Generally, the diagnosis of the nr-axSpA face is delayed or incorrect and at present, there are no FDA approved options to treat this condition.
According to a press release released by the pharmaceutical company Novartis, the trial had met its primary endpoint of Assessment in Ankylosing Spondylitis (ASAS) 40 at week 52 with secukinumab. This demonstrated a significant and clinically meaningful reduction in disease activity when compared to placebo.
The trial also demonstrated a sustained response and safety profile consistent with previously published trials.
"Non-radiographic axial spondyloarthritis is a chronic debilitating disease, which left untreated can have a significant impact on patients' quality of life," said Atul Deodhar, MD, professor of medicine and medical director of Rheumatology Clinics at Oregon Health & Science University, and an investigator in the secukinumab clinical trial program. "These positive results indicate a potential new treatment option to help patients experience relief from the signs and symptoms of their disease."
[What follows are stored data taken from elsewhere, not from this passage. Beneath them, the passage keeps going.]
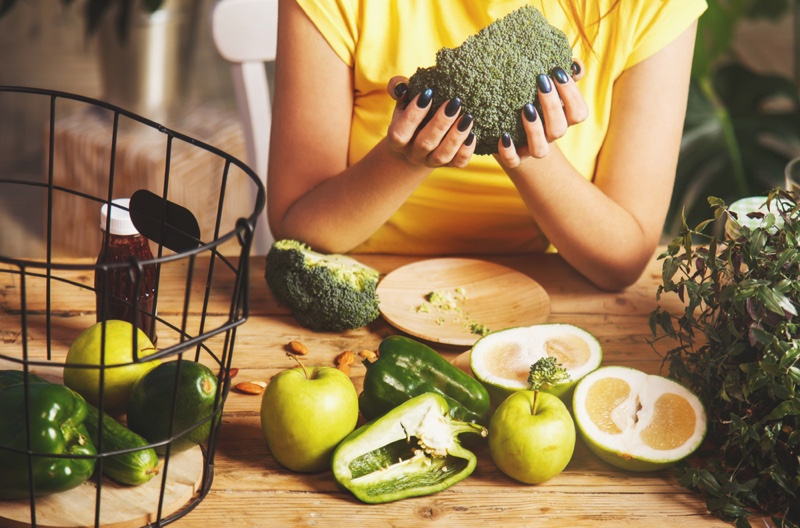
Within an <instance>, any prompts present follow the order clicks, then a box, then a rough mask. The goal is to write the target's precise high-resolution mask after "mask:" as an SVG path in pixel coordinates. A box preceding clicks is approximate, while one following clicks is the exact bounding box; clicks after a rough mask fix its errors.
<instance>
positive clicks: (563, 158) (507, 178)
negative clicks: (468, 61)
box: [268, 0, 706, 290]
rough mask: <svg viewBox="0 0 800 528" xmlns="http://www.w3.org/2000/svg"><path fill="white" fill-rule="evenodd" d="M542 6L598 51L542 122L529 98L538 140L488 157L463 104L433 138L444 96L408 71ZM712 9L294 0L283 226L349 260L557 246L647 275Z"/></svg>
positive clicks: (319, 246)
mask: <svg viewBox="0 0 800 528" xmlns="http://www.w3.org/2000/svg"><path fill="white" fill-rule="evenodd" d="M526 3H527V4H530V5H533V6H534V7H536V8H537V9H539V10H540V11H541V12H542V13H543V14H544V16H545V17H546V18H547V19H548V21H549V22H550V24H552V25H554V26H556V27H558V28H560V29H562V30H563V31H564V32H565V33H566V35H567V37H568V38H569V40H570V42H571V43H572V46H573V55H574V56H575V57H580V59H581V60H576V67H575V68H574V69H573V73H574V75H573V76H572V77H569V76H567V78H566V79H565V81H566V82H560V81H559V80H557V79H549V81H550V88H551V89H550V92H549V93H543V92H544V91H545V90H542V86H540V90H539V92H540V98H541V99H540V100H541V102H542V112H541V113H542V115H541V116H538V115H531V113H530V112H528V113H527V115H526V113H525V109H522V108H521V109H520V112H521V114H522V115H523V122H524V123H526V125H525V126H526V132H527V133H528V145H527V146H524V147H521V148H515V147H514V145H513V144H511V145H509V144H507V143H505V142H504V141H503V140H502V139H501V140H499V141H498V154H496V155H493V156H478V155H472V150H473V149H474V142H473V141H472V140H471V139H470V138H471V135H470V131H471V124H470V123H467V124H466V125H465V124H464V121H469V120H468V118H467V119H465V118H464V116H463V115H462V113H461V112H460V111H459V109H458V108H456V111H455V112H453V108H452V106H454V105H450V106H451V107H450V108H447V106H448V105H446V104H445V105H442V107H441V108H439V109H437V110H436V112H437V113H436V117H435V118H434V119H433V120H431V122H429V123H427V124H426V126H425V127H423V128H422V129H420V130H419V131H417V128H418V126H419V124H420V123H421V121H422V118H423V117H424V115H425V114H426V113H427V111H428V109H429V108H428V107H429V105H427V106H426V105H424V104H423V105H422V107H420V104H418V103H419V97H415V98H414V99H413V100H412V101H407V100H406V99H407V93H406V92H404V87H405V82H404V77H410V76H411V74H413V73H414V72H415V71H416V68H417V67H425V66H430V65H432V64H433V63H434V61H435V53H436V51H437V50H438V49H439V48H441V47H445V46H446V47H455V46H457V45H459V44H460V43H461V42H463V41H464V39H465V38H466V37H468V36H469V35H472V34H474V33H477V31H478V30H480V29H481V28H482V27H485V26H486V25H488V24H489V23H491V22H492V21H493V20H496V19H497V18H499V17H501V16H503V15H505V14H507V13H509V12H510V11H512V10H513V9H516V8H518V7H520V6H522V5H525V4H526ZM705 7H706V6H705V1H704V0H663V1H659V2H631V1H620V0H559V1H556V0H540V1H533V2H523V1H519V0H512V1H503V0H437V1H436V2H431V1H430V0H404V1H402V2H397V1H392V0H381V1H380V2H369V1H367V0H362V1H356V0H350V1H348V0H281V2H280V9H279V30H278V58H277V63H276V73H275V78H276V86H275V98H274V115H273V129H272V143H271V147H270V167H269V181H268V197H269V198H268V204H269V205H268V214H269V219H270V227H271V229H272V231H273V234H274V235H275V237H276V238H295V239H299V240H302V241H304V242H306V243H308V244H309V245H311V246H312V247H313V248H314V249H316V250H318V251H324V252H336V253H344V252H349V251H357V252H383V253H407V254H419V255H443V254H477V255H480V254H488V253H526V254H528V253H532V254H535V253H536V252H542V251H547V250H549V249H555V250H557V251H558V252H559V253H560V254H561V255H562V256H563V258H564V259H565V260H566V261H567V262H569V263H570V264H571V265H572V266H573V267H574V268H575V269H577V270H578V271H579V272H580V273H582V274H583V275H585V276H586V277H587V278H588V279H589V280H591V281H592V282H593V283H595V284H596V285H597V286H599V287H601V288H604V289H609V290H615V289H621V288H624V287H626V286H628V285H630V284H632V283H633V282H635V281H636V279H637V278H638V277H639V276H640V275H641V273H642V271H643V270H644V267H645V265H646V264H647V262H648V261H649V260H650V259H651V258H652V257H653V252H654V251H655V248H656V246H657V244H658V242H659V239H660V235H661V230H662V226H663V222H664V218H665V215H666V212H667V208H668V205H669V200H670V195H671V192H672V185H673V181H674V176H675V167H676V163H677V157H678V149H679V144H680V138H681V131H682V127H683V121H684V115H685V111H686V100H687V93H688V84H689V73H690V69H691V59H692V52H693V48H694V39H695V32H696V21H697V18H698V17H699V16H700V14H701V13H702V12H703V10H704V9H705ZM543 73H547V72H543ZM562 80H564V79H562ZM398 87H399V88H398ZM387 88H388V89H387ZM395 99H397V101H395ZM562 102H563V104H562ZM422 103H425V100H424V99H423V100H422ZM459 125H460V126H459ZM533 258H535V257H533Z"/></svg>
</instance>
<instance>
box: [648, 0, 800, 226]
mask: <svg viewBox="0 0 800 528" xmlns="http://www.w3.org/2000/svg"><path fill="white" fill-rule="evenodd" d="M788 7H789V6H788V2H787V0H709V1H708V10H707V11H706V13H704V14H703V15H702V16H701V17H700V20H699V22H698V35H697V43H696V46H695V53H694V61H693V65H692V80H691V86H690V92H689V104H688V109H687V115H686V120H685V123H684V131H683V138H682V143H681V152H680V158H679V161H678V168H677V174H676V180H675V188H674V191H673V195H672V203H671V206H670V209H669V213H668V217H667V221H666V223H665V226H664V230H665V233H666V234H667V235H668V236H674V235H675V234H676V233H677V232H678V231H679V230H680V227H681V221H682V216H683V215H685V216H686V217H687V219H688V220H689V222H690V224H696V223H698V222H699V221H701V220H702V218H704V217H705V214H706V211H705V208H704V207H703V197H705V196H718V197H720V198H722V199H724V200H725V201H727V202H728V203H732V202H733V201H735V200H736V199H738V198H743V197H746V196H753V195H760V194H763V192H764V191H766V190H767V189H771V188H773V187H776V186H782V185H783V169H784V167H785V165H786V163H787V162H788V161H789V160H790V159H791V158H792V157H794V156H797V155H800V99H798V87H797V85H796V84H795V83H794V82H793V81H792V80H791V79H789V78H786V77H782V76H780V75H766V74H761V73H757V72H754V71H752V70H751V69H750V68H748V67H746V66H745V65H744V64H743V63H742V61H741V60H739V58H738V57H736V56H735V54H734V53H733V51H732V49H733V42H734V36H735V31H736V29H737V27H739V25H740V23H741V22H743V21H744V20H746V19H753V18H768V19H777V18H778V17H780V16H783V15H785V14H786V13H787V12H788Z"/></svg>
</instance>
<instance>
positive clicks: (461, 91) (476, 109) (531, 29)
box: [408, 6, 572, 155]
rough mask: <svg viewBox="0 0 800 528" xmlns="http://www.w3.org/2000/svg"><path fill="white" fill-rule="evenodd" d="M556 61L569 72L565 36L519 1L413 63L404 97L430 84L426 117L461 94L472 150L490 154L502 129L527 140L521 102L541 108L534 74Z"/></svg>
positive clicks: (522, 102)
mask: <svg viewBox="0 0 800 528" xmlns="http://www.w3.org/2000/svg"><path fill="white" fill-rule="evenodd" d="M557 66H558V67H560V68H562V69H563V70H564V71H565V72H566V73H567V75H572V48H571V46H570V43H569V39H568V38H567V36H566V35H565V34H564V32H563V31H561V30H560V29H558V28H556V27H554V26H552V25H550V24H549V23H548V21H547V19H545V17H544V15H542V13H541V12H540V11H539V10H537V9H536V8H535V7H532V6H525V7H521V8H519V9H517V10H515V11H512V12H511V13H509V14H508V15H506V16H504V17H503V18H500V19H498V20H496V21H494V22H492V23H491V24H489V25H488V26H486V27H485V28H483V29H482V30H480V31H479V32H478V33H476V34H475V35H471V36H469V37H467V39H466V40H465V41H464V42H463V43H462V44H461V45H459V46H458V47H455V48H442V49H440V50H439V51H437V52H436V63H435V65H433V66H430V67H427V68H418V69H417V71H416V72H415V73H414V74H413V75H412V76H411V78H410V79H409V83H408V88H409V100H410V99H411V98H413V97H414V96H415V95H417V94H418V93H421V92H423V91H424V90H426V89H427V88H430V89H431V90H433V104H432V105H431V107H430V112H429V114H428V117H427V118H426V119H430V118H431V117H433V114H434V113H436V111H437V110H438V109H439V107H440V106H441V105H442V104H443V103H445V102H446V101H448V100H450V99H452V98H454V97H459V98H461V108H462V112H463V113H465V114H466V113H469V114H472V117H474V119H475V120H474V124H473V127H472V131H473V132H474V133H475V140H476V141H475V154H479V155H481V154H494V153H496V152H497V144H498V142H499V140H500V136H502V135H503V134H504V133H506V132H507V133H508V134H510V135H511V139H512V140H513V142H514V144H515V145H517V146H520V145H525V144H527V136H526V134H525V129H524V128H523V124H522V119H521V115H522V108H523V107H524V106H525V105H526V104H528V103H532V104H533V105H534V106H535V107H536V108H537V110H539V111H540V112H541V105H540V104H539V100H538V88H537V85H536V78H537V77H538V76H539V75H540V74H543V73H544V74H550V72H551V71H552V70H553V69H554V68H555V67H557Z"/></svg>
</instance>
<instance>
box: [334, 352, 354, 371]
mask: <svg viewBox="0 0 800 528" xmlns="http://www.w3.org/2000/svg"><path fill="white" fill-rule="evenodd" d="M355 359H356V356H355V354H353V351H352V350H345V351H344V352H342V353H341V354H339V355H338V356H336V365H337V366H338V365H348V366H349V365H352V364H353V361H355ZM348 370H349V369H348Z"/></svg>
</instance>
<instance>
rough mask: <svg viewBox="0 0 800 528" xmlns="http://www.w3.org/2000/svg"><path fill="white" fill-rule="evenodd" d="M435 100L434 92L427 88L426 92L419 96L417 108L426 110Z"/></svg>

PREVENT, a 2-year randomized, double-blind, placebo-controlled trial, enrolled 555 patients with active nr-axSpA to evaluate the safety and efficacy of secukinumab in patients who had been taking at least two different NSAIDs at the highest dosage up to 4 weeks prior to study start. Investigators defined active nr-axSpA as onset before 45 years of age, spinal pain rated as 40 or more out of 100 on a visual analog scale(VAS), and Bath Ankylosing Spondylitis Disease Activity Index (BASDAI) of 4 or more.
The primary endpoint of PREVENT is the proportion of patients achieving ASAS40 response with secukinumab 150 mg at weeks 16 and weeks 52. The study also included multiple secondary endpoints including change in BASDAI over time and change in the Ankylosing Spondylitis Disease Activity Score with C-reactive protein.
Positive 16-week data from the study were announced in mid-September and submitted to the European Medicines Agency for approval, which if approved would be the fourth indication for secukinumab. The release from Novartis also noted plans to released detailed data of the study results at a future scientific congress.